“Revenge?” he exclaimed. And then again: “Revenge?”

“Yes, revenge!” Nicolette went on with glowing eyes and flaming cheeks. “Oh, I know! I know! There is a dark page somewhere in our family history connected with the château, and because of that—because of that——”

Her voice broke in a sob. She was crouching beside the hearth at her father’s feet, and for a moment he looked down at her as if entirely taken aback by her passionate protest. Life had always gone on so smoothly at the mas, that Jaume Deydier had until now never realised that the motherless baby whom he had carried about in his arms had become a woman with a heart, and a mind and passions of her own. It had never struck him that his daughter—little Nicolette with the bright eyes and the merry laugh, the child that toddled after him, obedient and loving—would one day wish to frame her destiny apart from him, apart from her old home.

A child! A child! He had always thought of her as a child—then as a growing girl who would marry Ameyric Barnadou one day, and in due course present her husband with a fine boy or two and perhaps a baby girl that would be the grandfather’s joy!

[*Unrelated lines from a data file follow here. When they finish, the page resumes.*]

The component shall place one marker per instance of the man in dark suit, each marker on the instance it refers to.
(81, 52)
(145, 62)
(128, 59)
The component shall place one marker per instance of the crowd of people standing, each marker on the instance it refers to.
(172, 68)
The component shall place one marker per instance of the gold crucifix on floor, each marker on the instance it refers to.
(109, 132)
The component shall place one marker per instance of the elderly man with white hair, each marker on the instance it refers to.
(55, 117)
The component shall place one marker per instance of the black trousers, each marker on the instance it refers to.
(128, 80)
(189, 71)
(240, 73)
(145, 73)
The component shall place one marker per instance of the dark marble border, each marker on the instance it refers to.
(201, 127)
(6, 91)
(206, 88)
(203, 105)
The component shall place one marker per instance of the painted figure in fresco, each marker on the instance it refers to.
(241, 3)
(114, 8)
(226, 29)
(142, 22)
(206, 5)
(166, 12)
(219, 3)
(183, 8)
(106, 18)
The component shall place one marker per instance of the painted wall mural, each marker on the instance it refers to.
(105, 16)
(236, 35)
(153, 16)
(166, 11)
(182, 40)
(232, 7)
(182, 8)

But this girl!—this woman with the flaming eyes in which glowed passion, reproach, an indomitable will; this woman whose voice, whose glance expressed the lust of a fight for her love and her happiness!—was this his Nicolette?

Ah! here was a problem, the like of which had never confronted Jaume Deydier’s even existence before now. How he would deal with it he did not yet know. He was a silent man and not fond of talking, and, after her passionate outburst, Nicolette, too, had lapsed into silence. She still crouched beside her father’s chair, squatting on her heels, and gazing into the fire. Deydier stroked her soft brown hair with a tender hand. He loved the child more than anything in the whole world. To her happiness he would have sacrificed everything including his life, but in his own mind he was absolutely convinced that Bertrand de Ventadour had only sought her for her money, and that nothing but sorrow would come of this unequal marriage—if the marriage was allowed to take place, which, please God, it never would whilst he, Deydier, was alive.... But as he himself was a man whose mind worked with great deliberation, he thought that time and quietude would act more potently than words on Nicolette’s present mood. He was quite sure that at any rate nothing would be gained at this moment by further talk. She was too overwrought, too recently under the influence of Bertrand to listen to reason now. Time would show. Time would tell. Time and Nicolette’s own sound sense and pride. So Deydier sat on in his arm-chair, and said nothing, and presently he asked his girl to get him his pipe, which she did. She lighted it for him, and as she stood there so close to him with the lighted tinder in her hand, he saw that her eyes were dry, and that the glow had died out of her cheeks. He pulled at his pipe in a moody, abstracted way, and fell to meditating—as he so often did—on the past. There was a tragedy in his life connected with those Ventadours. He had never spoken of it to any one since the day of his marriage, not even to old Margaï, who knew all about it, and he had sworn to himself at one time that he would never tell Nicolette.

But now——

So deeply had he sunk in meditation that he did not notice that Nicolette presently went out of the room.

Margaï brought in the lamp an hour later.

“I did not want to disturb you,” she said as she set it on the table, “but it is getting late now.”